Controverses relatives à la clause de préavis – Questions préjudicielles posées à la Cour constitutionnelle

L’article 68 de la loi du 26 décembre 2013 concernant l’introduction d’un statut unique entre ouvriers et employés en ce qui concerne les délais de préavis et le jour de carence ainsi que de mesures d’accompagnement est une disposition transitoire réglant la computation de la première partie du délai de préavis des travailleurs engagés avant le 1er janvier 2014. 

Pour rappel cet article prévoit que, pour les employés dont la rémunération n’excédait pas 32.254,00 € au 31 décembre 2013 (employés dits « inférieurs »), la première partie du délai de préavis en cas de licenciement est calculée sur base des règles légales, réglementaires et conventionnelles en vigueur au 31 décembre 2013. Pour les employés dits « supérieurs » (rémunération > 32.254,00 € au 31 décembre 2013), la première partie du délai de préavis est fixée à 1 mois par année d’ancienneté entamée avec un minimum de 3 mois. Pour ceux-ci, il n’est donc notamment pas tenu compte des règles conventionnelles – et ainsi des éventuelles clauses avantageuses de préavis – en vigueur au 31 décembre 2013. 

Par jugement du 13 février 2018, le Tribunal du travail d’Anvers (div. Anvers) soumet à la Cour constitutionnelle deux questions préjudicielles relatives à l’article 68. 

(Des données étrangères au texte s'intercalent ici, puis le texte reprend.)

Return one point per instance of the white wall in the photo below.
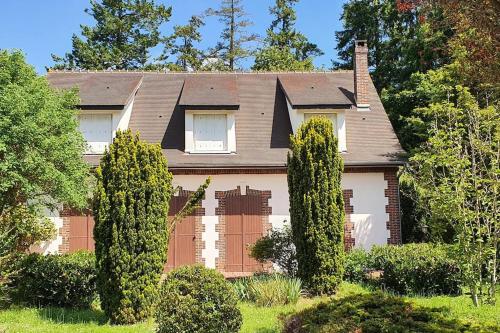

La première question posée par le Tribunal interroge la Cour sur la conformité de l’article 68 avec les articles 10 et 11 de la Constitution (principes d’égalité et de non-discrimination) en ce sens que pour calculer la première partie du délai de préavis des employés dits « inférieurs », il est tenu compte des règles conventionnelles en vigueur au 31 décembre 2013 (et donc des éventuelles clauses de préavis) alors que tel n’est pas le cas pour les employés dits « supérieurs ».

La deuxième question posée par le Tribunal interroge la Cour sur une éventuelle différence de traitement entre les employés dits « supérieurs » selon que le contrat de travail de ceux-ci contient ou non une clause conventionnelle en vigueur au 31 décembre 2013. Il est en effet constaté que tous les employés dits « supérieurs » sont logés à la même enseigne (on ne tient pas compte des éventuelles règles conventionnelles pour le calcul du délai de préavis) alors que leur situation juridique n’est pas comparable. Certains font en effet état d’une clause conventionnelle, et particulièrement d’une clause de préavis valable leur garantissant une sécurité contractuelle relative au délai de préavis à respecter.  

Par l’application de l’article 68, il ne devrait cependant pas être tenu compte desdites clauses garantissant une sécurité contractuelle alors même que l’objectif de la disposition transitoire était de respecter les attentes légitimes des parties contractantes et d’augmenter la sécurité juridique. 

La validité des clauses de préavis contenues dans les contrats de travail des employés dits « supérieurs » fait l’objet de controverses depuis l’introduction du statut unique. 

Cette question est désormais soumise à l’appréciation de la Cour constitutionnelle. La suite au prochain épisode.  

Source : Moniteur Belge, 4 avril 2018.